A: You must enforce regular daytime and night-time sleep patterns and adhere to them. The morning wake-up time is the most important aspect of the schedule–it must be fixed and consistent. Bedtimes at night should also be strictly adhered to. Being persistent with this routine is the single most important aspect of getting your baby back into a regular pattern.
Q: Can cow’s milk allergy cause problems with sleep in infants?
A: It can be difficult to differentiate cow’s milk allergy from colic. However, your doctor will be able to do some blood tests to establish the diagnosis of allergy. Infants with cow’s milk allergy often have very frequent night-time awakenings and their total sleep time is reduced. Crying during the daytime is common and the infant appears to be fussy. Problems with behavior and sleep can be easily resolved once cow’s milk-based formula is discontinued. Symptoms should normalize within about 2 weeks.
Q: My baby needs to drink a lot during the night–is this affecting her/his sleep?
A: Excessive nocturnal fluid intake is a recognized cause of disturbed sleep at night both for the baby and parents. Babies who drink large volumes of fluid (8–32oz) during the night typically awaken with heavily soaked diapers in the morning. From the seventh month, the infant should not be waking up at night to feed. Reasons for awakening to eat at night include: a learned response associating food with sleep, bladder distension causing awakening, and learned hunger. If large volumes of fluid are consumed the problem is one of excessive fluid intake. If the infant consumes small volumes of fluid, then the association of sleep with the presence of a parent is more important.
Q: How can I wean my baby off fluids?
A: The trick is to gradually reduce the amount of the nightly feeding and fluid during the night over a period of about 1–2 weeks. Diluting milk with water can also help. If you are breast-feeding and your baby’s cry results in “letting down” of milk, it may be better for you to express this milk and feed it through a bottle, diluting it gradually and weaning your baby that way. Your letdown will stop once the baby is sleeping through the night and no longer wakes up crying.

Myth or truth?


“Children naturally develop an appropriate sleep-wake cycle”

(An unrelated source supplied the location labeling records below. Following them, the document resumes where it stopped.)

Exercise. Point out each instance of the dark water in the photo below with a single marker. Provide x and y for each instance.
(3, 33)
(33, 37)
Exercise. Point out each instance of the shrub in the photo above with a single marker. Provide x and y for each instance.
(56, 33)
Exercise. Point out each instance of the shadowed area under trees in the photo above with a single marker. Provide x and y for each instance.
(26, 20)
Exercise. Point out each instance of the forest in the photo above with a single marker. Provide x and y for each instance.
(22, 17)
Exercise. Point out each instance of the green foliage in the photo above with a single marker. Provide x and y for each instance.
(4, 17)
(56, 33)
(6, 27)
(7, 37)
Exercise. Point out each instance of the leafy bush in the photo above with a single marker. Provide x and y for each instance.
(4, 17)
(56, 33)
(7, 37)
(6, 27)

This is not the case. The process of establishing a regular sleep-wake cycle in children should start right after birth. Children thrive on routine and their parents and caregivers must ensure that the bedtime and morning routine is enforced in a patient, persistent, and consistent manner.

Sleep and sudden infant death syndrome

Sudden infant death syndrome (SIDS), or crib death, is the most common cause of death in children up to the age of one year. The diagnosis is made after all other possible causes of death have been excluded. Abnormalities in the breathing and heart rate responses during sleep are likely to contribute. The event that actually results in the death of a SIDS victim is a fall in blood pressure and slowing of the heartbeat until it comes to a standstill. Occasionally, there are genetic defects in the heart rhythm, which can also cause death in this manner.

Risk factors

Other factors that may increase the risk of SIDS include smoking during pregnancy and after delivery. Probably the single biggest environmental factor that can be modified is smoking. Nicotine has even been found around the heart fluid in babies that have died of SIDS. Preterm babies, or those with a low birth weight or genetic problems in breathing control, are at risk. Other risk factors are illegal drug use by the mother during pregnancy, winter weather, and letting the baby sleep face down.

Caring for a sleeping baby

Knowledge of these factors makes for some simple but effective strategies in caring for the sleeping baby. Always place the baby on his/her back to sleep. Avoid smoking and being around smokers during pregnancy and when the child is born. If your family has a history of heart rhythm abnormalities, it is important to tell your pediatrician so the baby can be carefully monitored and treated, if necessary.